Jarcuterie isn’t just cute, it’s a new way to present snacks for home entertaining, said Elizabeth Swift Copeland, owner of Swift + Company and the Fab Fete.

“My favorite thing with the individual jarcuterie trend is that you do not need to limit yourself to the same items in each jar. I like to offer a fun mix of flavors and textures so that each bite is different,” she said.

Though the jarcuterie trend is emerging nationwide, Revival Market has been doing its own individual charcuterie cups since the summer. Layne Cruz, Revival’s general manager, said that the cafe and craft-butcher shop began offering the cups for Zoom meetings for clients who normally would have staff meetings sharing a charcuterie board.

“Snacking from a grazing table is intimate even for people who know each other. With this option, you’re able to grab a portion of everything,” Cruz said. “It’s a good solution in a lot of ways, not just in a social-distancing mindset.”

Revival Market’s catering business offers cups with traditional meats and cheeses, fruit and cheese, and a vegan/veggie option.

“It’s a unique way to display charcuterie,” James Beard Award semifinalist Dawn Burrell said. “Just be willing to really dig for every bite.”

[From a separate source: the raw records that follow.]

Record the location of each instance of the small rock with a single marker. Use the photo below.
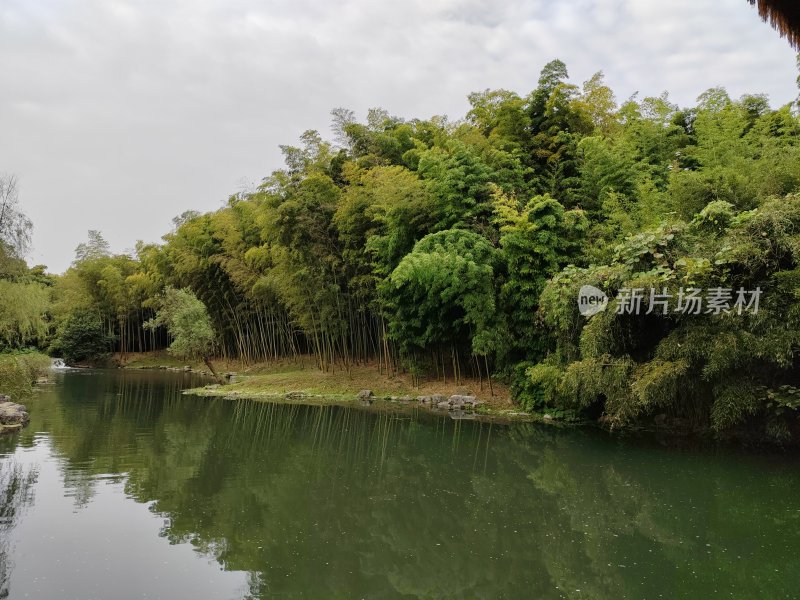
(461, 400)
(13, 415)
(461, 415)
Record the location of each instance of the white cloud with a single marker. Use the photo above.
(118, 115)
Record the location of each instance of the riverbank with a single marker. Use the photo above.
(301, 382)
(19, 372)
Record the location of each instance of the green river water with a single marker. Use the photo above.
(123, 488)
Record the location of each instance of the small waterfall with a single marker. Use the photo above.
(57, 364)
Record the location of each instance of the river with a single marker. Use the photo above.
(123, 488)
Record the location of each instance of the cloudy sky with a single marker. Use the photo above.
(118, 115)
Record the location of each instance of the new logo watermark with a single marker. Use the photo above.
(591, 300)
(688, 301)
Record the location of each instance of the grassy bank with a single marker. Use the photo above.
(301, 379)
(19, 372)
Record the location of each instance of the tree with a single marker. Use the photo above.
(82, 338)
(188, 323)
(15, 227)
(95, 247)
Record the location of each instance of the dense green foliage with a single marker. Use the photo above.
(82, 338)
(457, 248)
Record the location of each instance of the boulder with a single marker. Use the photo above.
(12, 415)
(459, 401)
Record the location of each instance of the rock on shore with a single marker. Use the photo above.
(13, 416)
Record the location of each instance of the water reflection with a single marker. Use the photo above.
(322, 501)
(16, 492)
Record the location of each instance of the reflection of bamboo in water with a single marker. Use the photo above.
(344, 437)
(16, 492)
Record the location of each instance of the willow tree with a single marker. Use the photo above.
(189, 325)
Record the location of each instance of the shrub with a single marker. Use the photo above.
(82, 338)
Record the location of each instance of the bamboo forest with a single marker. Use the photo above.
(542, 344)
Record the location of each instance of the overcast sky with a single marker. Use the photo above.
(118, 115)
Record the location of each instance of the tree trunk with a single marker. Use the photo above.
(211, 368)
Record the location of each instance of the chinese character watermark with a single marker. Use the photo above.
(687, 301)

Burrell was among the Houston chefs we asked to think about jarcuterie and design their own interpretations. These are not found on the chefs’ everyday restaurant menus but are their own imaginative takes on the possibilities of a jarred charcuterie.

Chef Hugo Ortega filled his jar with layers of huitlacoche sausage, goat cheese wrapped in hoja santa leaves, queso fresco with guajillo peppers, tomatillo marmalade, a pâté of oxtail meat, and pickled cauliflower and red jalapeños.

Chris Williams, chef/owner of Lucille’s, was inspired by Solomon Gundy, Jamaican pickled fish pâté. Alex Au-Yeung of Phat Kitchen in Katy used scrambled eggs, red onion, cucumber, anchovies, toasted peanuts, curry chicken skewer and sambal coconut rice sticks. Georgia James chef de cuisine Greg Peters saw the exercise as an homage to pork rillettes, which he said is the “original jarcuterie.” He used a cocktail rocks glass to layer pork rillettes with Creole mustard, house-made pickles and shaved 34-month house-cured beef wagyu. Mayank Istwal, executive chef of Musaafer restaurant at the Galleria, incorporated flavors of north India: apples, lotus root, apricots, walnuts, cumin-spiced blueberry chutney, and chili and coriander cottage cheese.

JD Woodward, head chef of 1751 Sea and Bar, filled his jar with scallop conserva, radishes, dill, olives and panko-fried shrimp and garnishes of edible flowers. Chef Justin Yoakum of Liberty Kitchen & Oysterette jumped in with a jarcuterie using campechana, avocado, Spanish chorizo, prosciutto, pickled cocktail onions, pickled peppers, gherkins, jumbo poached prawns and king crab leg.

“I think that it’s a great option for small gatherings to replace the ever-so-popular grazing board that’s on the table at every party,” said Jess DeSham Timmons, chef/partner at Cherry Block Craft Butcher & Kitchen, who created her jar using shrimp, crackins’, candied bacon, pretzel stick and mini pimento cheese tea sandwiches. “Not only does it allow a host to provide hors d’oeuvres without asking people to share utensils, it also can get more creative than the typical cheese and meats that everyone is doing.”

greg.morago@chron.com

“Jarcuterie” from 1751 Sea and Bar with scallop conserva, radishes, dill, olives and panko-fried shrimp

Liberty Kitchen & Oysterette presented a “jarcuterie” using campechana, avocado, Spanish chorizo, prosciutto, pickled cocktail onions, pickled peppers, gherkins, jumbo poached prawns and king crab leg.

“Jarcuterie” by Georgia James Chef de Cuisine Greg Peters with pork rillettes, Creole mustard, house-made pickles and shaved 34-month house-cured beef wagyu.

Chef Hugo Ortega laered house-made huitlacoche sausage, goat cheese wrapped in hoja santa leaves, house-made queso fresco with guajillo peppers, tomato marmalade, oxtail meat pate, pickled cauliflower and red jalapenos, cucumber ribbons and chicharrones.